Refractoriness to platelet transfusion, prevalent among 15-20% of hemato-oncological patients, is associated with multitransfusions and inferior outcomes. We evaluated the effectiveness of extended slow-dose transfusion (ESDT) in increasing platelet increments in multitransfused patients.
Patients treated after the implementation of ESDT were compared with historical controls treated with standard single-donor platelet (SDP) transfusions. Cohorts of early and late recipients were assembled for comparison, i.e. the 8th or 9th and 11th platelet unit per patient, respectively. Patients in the ESDT group received transfusions equal to half an SDP unit, administered over 4 h. Effectiveness was defined as a higher corrected count increment (CCI) at 1, 12, and 24 h after transfusion.
In the early-recipients cohort, 24-h-posttransfusion increments were available for 29 ESDT patients and 6 standard patients, and did not differ significantly between the groups (p = 0.078). The 24-h-posttransfusion increment was available for 20 ESDT patients and 7 standard patients in the late-recipients cohort. The CCI was significantly higher in the ESDT group (p = 0.042).

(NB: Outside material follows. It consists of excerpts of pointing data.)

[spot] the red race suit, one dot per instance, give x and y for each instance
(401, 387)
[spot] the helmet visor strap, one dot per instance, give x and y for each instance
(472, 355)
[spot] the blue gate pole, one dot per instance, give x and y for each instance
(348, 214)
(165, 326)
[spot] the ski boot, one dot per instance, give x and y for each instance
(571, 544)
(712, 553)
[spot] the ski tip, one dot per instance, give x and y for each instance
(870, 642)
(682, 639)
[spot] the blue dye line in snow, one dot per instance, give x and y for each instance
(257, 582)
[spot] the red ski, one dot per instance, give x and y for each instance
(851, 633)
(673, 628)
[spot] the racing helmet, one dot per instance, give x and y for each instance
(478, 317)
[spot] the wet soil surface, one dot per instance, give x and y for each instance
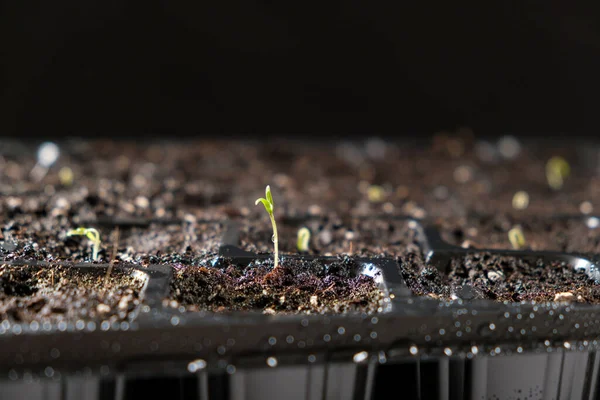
(190, 183)
(58, 293)
(575, 235)
(334, 235)
(501, 278)
(27, 237)
(306, 287)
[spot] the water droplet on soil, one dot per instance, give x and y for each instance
(196, 365)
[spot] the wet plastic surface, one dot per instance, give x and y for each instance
(467, 348)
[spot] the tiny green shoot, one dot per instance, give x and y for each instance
(557, 169)
(90, 233)
(516, 238)
(267, 201)
(520, 200)
(303, 239)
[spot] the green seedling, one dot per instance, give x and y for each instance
(268, 203)
(303, 239)
(90, 233)
(516, 238)
(557, 169)
(520, 200)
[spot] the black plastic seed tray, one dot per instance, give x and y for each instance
(466, 348)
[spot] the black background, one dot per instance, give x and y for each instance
(273, 67)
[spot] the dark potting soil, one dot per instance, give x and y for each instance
(297, 286)
(501, 278)
(333, 236)
(577, 235)
(27, 237)
(59, 293)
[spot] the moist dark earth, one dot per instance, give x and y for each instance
(578, 234)
(500, 278)
(333, 235)
(295, 286)
(58, 293)
(168, 202)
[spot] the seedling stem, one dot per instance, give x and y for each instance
(267, 201)
(90, 233)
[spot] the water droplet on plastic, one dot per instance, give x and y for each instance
(272, 362)
(486, 329)
(360, 357)
(48, 153)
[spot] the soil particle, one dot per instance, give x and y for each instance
(296, 286)
(59, 293)
(333, 235)
(501, 278)
(551, 234)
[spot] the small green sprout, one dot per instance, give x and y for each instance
(557, 169)
(303, 239)
(516, 237)
(520, 200)
(375, 194)
(90, 233)
(268, 203)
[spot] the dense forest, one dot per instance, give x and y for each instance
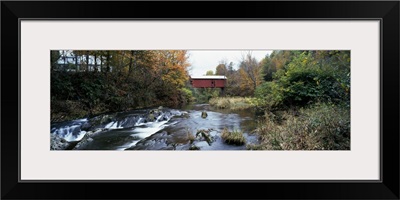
(85, 83)
(302, 96)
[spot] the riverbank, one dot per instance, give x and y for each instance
(319, 126)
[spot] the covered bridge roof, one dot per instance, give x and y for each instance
(208, 77)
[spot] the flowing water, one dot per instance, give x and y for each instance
(157, 129)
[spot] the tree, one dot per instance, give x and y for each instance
(250, 73)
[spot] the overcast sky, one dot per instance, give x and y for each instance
(204, 60)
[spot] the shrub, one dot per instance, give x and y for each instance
(320, 127)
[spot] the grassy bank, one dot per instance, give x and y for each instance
(233, 103)
(317, 127)
(320, 126)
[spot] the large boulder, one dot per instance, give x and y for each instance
(204, 114)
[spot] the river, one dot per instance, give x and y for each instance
(155, 129)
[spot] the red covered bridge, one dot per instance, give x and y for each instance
(208, 81)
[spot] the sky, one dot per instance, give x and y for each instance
(204, 60)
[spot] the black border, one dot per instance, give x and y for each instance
(13, 11)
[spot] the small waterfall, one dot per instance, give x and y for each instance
(69, 132)
(136, 123)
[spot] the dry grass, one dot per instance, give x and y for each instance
(233, 103)
(235, 137)
(321, 127)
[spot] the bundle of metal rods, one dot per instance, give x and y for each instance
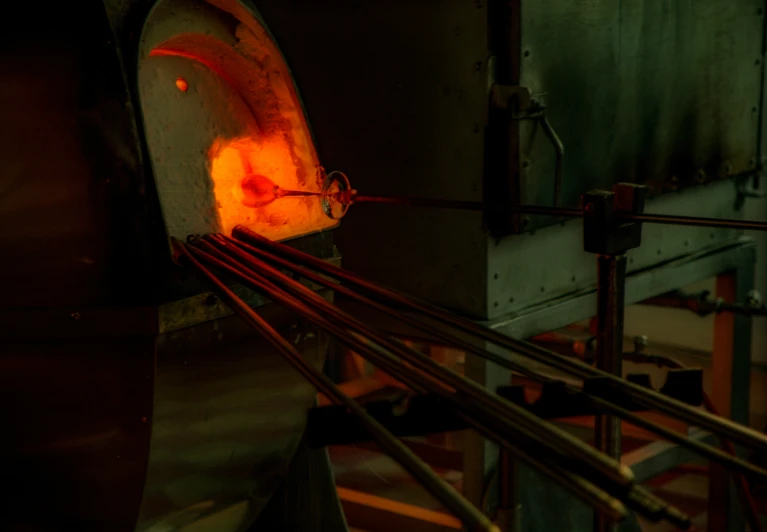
(598, 480)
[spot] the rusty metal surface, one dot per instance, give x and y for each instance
(658, 92)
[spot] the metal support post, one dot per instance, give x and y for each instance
(610, 304)
(610, 238)
(508, 512)
(730, 386)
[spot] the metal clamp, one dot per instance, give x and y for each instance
(527, 108)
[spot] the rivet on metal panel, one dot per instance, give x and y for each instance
(526, 221)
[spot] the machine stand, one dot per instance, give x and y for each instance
(605, 234)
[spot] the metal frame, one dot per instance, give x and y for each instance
(733, 263)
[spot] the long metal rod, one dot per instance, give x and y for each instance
(709, 452)
(581, 488)
(553, 437)
(540, 210)
(465, 511)
(637, 498)
(649, 398)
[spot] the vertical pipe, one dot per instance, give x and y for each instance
(611, 275)
(508, 507)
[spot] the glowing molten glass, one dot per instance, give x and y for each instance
(249, 173)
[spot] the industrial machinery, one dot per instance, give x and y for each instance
(171, 270)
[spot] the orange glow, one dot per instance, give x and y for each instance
(245, 195)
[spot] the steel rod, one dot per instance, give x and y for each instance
(465, 511)
(542, 210)
(709, 452)
(551, 435)
(581, 488)
(649, 398)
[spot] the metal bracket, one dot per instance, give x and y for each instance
(502, 95)
(527, 108)
(604, 232)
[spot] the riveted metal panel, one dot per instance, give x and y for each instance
(396, 94)
(529, 269)
(657, 91)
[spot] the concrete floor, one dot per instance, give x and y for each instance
(368, 471)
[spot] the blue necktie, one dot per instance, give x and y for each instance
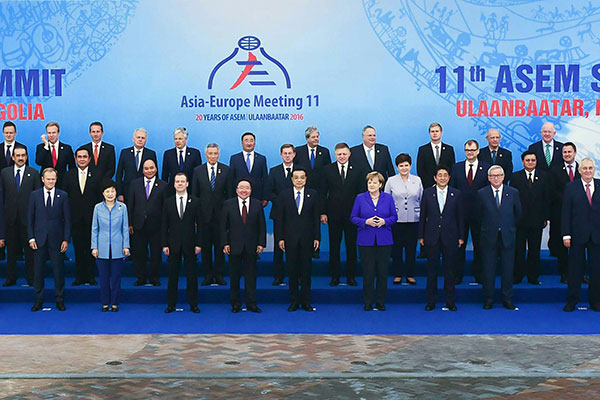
(18, 179)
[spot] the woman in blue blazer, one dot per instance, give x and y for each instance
(110, 243)
(374, 213)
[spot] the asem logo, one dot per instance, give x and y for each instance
(257, 71)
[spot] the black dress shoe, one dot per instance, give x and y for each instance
(220, 281)
(253, 308)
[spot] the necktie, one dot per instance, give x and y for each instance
(588, 193)
(571, 176)
(82, 181)
(298, 201)
(244, 211)
(18, 179)
(213, 178)
(470, 175)
(53, 156)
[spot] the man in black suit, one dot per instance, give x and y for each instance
(312, 156)
(131, 161)
(371, 156)
(243, 235)
(280, 179)
(499, 207)
(581, 231)
(180, 217)
(493, 154)
(18, 181)
(211, 186)
(547, 150)
(340, 184)
(532, 185)
(103, 154)
(83, 187)
(560, 176)
(52, 153)
(433, 155)
(49, 233)
(299, 234)
(469, 176)
(181, 158)
(144, 207)
(252, 166)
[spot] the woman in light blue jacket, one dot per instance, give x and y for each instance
(110, 243)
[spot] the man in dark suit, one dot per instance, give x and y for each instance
(144, 207)
(103, 154)
(560, 176)
(83, 187)
(252, 166)
(499, 207)
(299, 233)
(547, 151)
(532, 185)
(243, 235)
(433, 155)
(581, 231)
(180, 217)
(54, 154)
(181, 158)
(441, 231)
(340, 184)
(312, 156)
(49, 232)
(211, 186)
(493, 154)
(469, 176)
(280, 179)
(131, 161)
(18, 181)
(371, 156)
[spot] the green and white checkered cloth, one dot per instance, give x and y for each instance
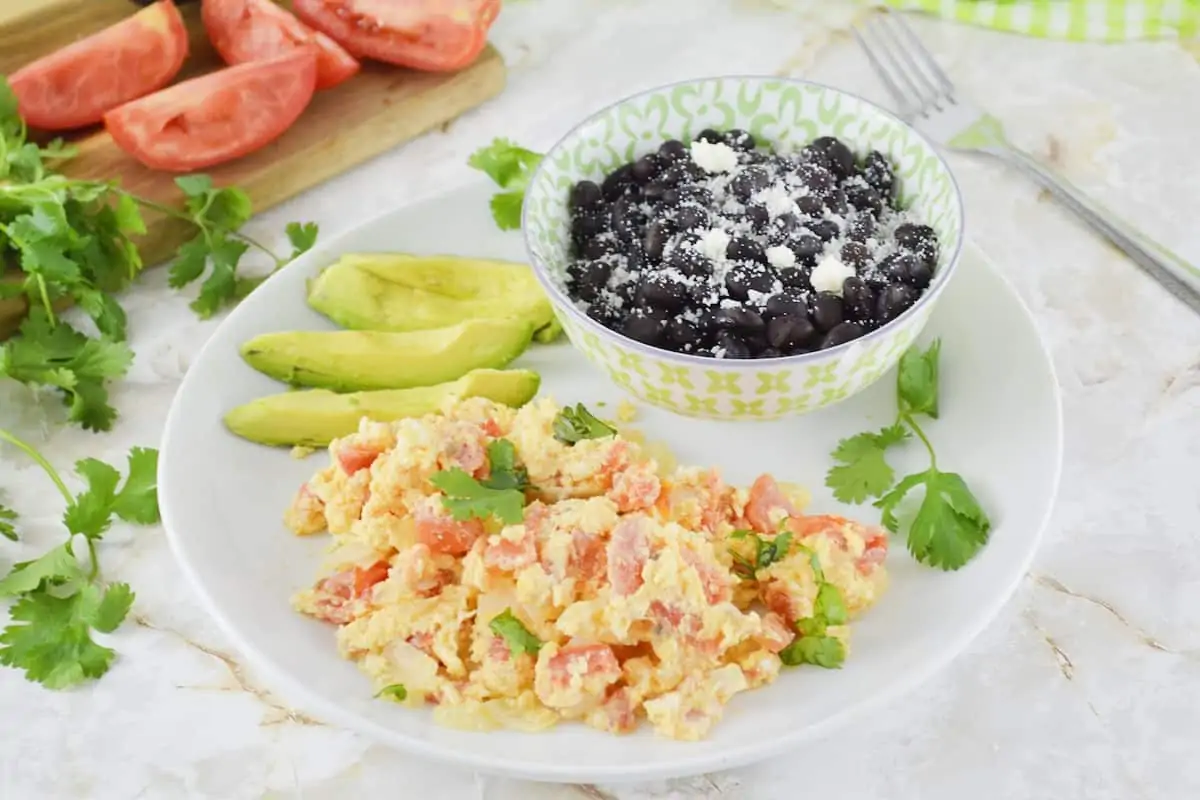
(1097, 20)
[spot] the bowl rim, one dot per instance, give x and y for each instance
(562, 301)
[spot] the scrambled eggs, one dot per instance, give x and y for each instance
(627, 591)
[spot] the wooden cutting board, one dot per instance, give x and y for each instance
(343, 126)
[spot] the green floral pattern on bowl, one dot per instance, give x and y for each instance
(787, 114)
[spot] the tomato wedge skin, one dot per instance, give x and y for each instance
(217, 116)
(429, 35)
(251, 30)
(73, 86)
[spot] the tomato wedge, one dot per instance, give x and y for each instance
(432, 35)
(77, 84)
(251, 30)
(219, 116)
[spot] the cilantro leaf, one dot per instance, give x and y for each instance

ABO compatibility improved the CCI (p = 0.01).
ESDT demonstrated slightly higher increments at 24 h after transfusion in late recipients, suggesting this could be a cost-effective approach for the treatment of thrombocytopenic multitransfused hemato-oncological patients.
血小板输注无效在15%-20%的血液肿瘤患者中普遍存在,与多次输血及不良预后相关。我们评估了延长慢剂量输血(ESDT)在增加多次输血患者血小板增加值方面的有效性。
将实施ESDT后治疗的患者与接受标准单供体血小板(SDP)输血的历史对照患者进行比较。分别收集早期和晚期受血者队列进行比较,即每位患者接受的第8或第9个和第11个血小板单位。ESDT组患者接受相当于半个SDP单位的输血,在4小时内输注。有效性定义为输血后1、12和24小时更高的校正计数增加值(CCI)。
在早期受血者队列中,29例ESDT患者和6例标准患者有输血后24小时的增加值,两组间无显著差异(p = 0.078)。晚期受血者队列中有20例ESDT患者和7例标准患者有输血后24小时的增加值。ESDT组的CCI显著更高(p = 0.042)。ABO血型相容性改善了CCI(p = 0.01)。
ESDT在晚期受血者输血后24小时显示出略高的增加值,表明这可能是治疗血小板减少的多次输血血液肿瘤患者的一种具有成本效益的方法。